He reached up automatically and tugged his headphones down, gaze dropping as an old habit asserted itself. His fingers drifted toward the scar on his lip before he caught himself.
“Paula! I—I was just firewalling the data servers.”
Paula’s mouth curved faintly. “Seems like the archives are well protected.”
Cyrus turned back to his screen, minimizing the game to reveal his wallpaper: a sultry image of Cortana from the Halo video game.
Paula glanced once, then rolled her eyes.
“For someone who dislikes people,” she said mildly, “you do enjoy a lot of imaginary company.”
Heat crept up his neck.
“It’s just a game,” he muttered, embarrassed.
Paula’s quiet amusement faded as she reached into her bag and placed a small package on his desk.
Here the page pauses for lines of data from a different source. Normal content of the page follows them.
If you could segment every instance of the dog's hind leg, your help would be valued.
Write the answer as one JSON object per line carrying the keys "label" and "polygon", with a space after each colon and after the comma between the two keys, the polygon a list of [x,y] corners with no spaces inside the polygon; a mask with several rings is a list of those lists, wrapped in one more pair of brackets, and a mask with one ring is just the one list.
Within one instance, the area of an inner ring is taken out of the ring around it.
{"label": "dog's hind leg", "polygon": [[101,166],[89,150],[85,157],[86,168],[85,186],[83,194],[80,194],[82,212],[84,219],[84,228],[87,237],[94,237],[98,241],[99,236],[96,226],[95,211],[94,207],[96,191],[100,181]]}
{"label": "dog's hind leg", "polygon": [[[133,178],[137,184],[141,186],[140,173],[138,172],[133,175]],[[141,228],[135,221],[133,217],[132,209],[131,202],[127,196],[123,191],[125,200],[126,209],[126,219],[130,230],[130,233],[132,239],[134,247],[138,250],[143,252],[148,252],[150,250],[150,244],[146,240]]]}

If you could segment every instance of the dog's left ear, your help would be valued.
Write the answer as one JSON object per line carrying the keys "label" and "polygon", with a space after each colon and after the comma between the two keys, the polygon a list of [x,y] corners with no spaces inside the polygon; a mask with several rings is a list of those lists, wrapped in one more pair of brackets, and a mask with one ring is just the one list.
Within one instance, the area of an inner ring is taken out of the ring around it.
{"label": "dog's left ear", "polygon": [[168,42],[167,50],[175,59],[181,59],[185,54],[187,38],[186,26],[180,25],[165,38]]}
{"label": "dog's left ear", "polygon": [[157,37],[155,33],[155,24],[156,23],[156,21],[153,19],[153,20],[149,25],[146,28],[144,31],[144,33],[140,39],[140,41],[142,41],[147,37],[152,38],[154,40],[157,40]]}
The cardboard thudded softly against the wood.
“This came for me today,” she said. “No return address.”
The shift in her tone settled heavily between them.
Cyrus straightened. Packages arrived often. Anonymous shipments from remote digs, discretion a professional courtesy. But Paula hadn’t sat down.
This was serious.
He lifted the lid carefully.
Inside lay a crucifix of tarnished silver, cool and weighty in his palm. Its arms slanted downward at an unfamiliar angle, twisted golden vines coiling along its surface. Strange curved etchings caught the light unevenly, refusing to resolve into anything familiar.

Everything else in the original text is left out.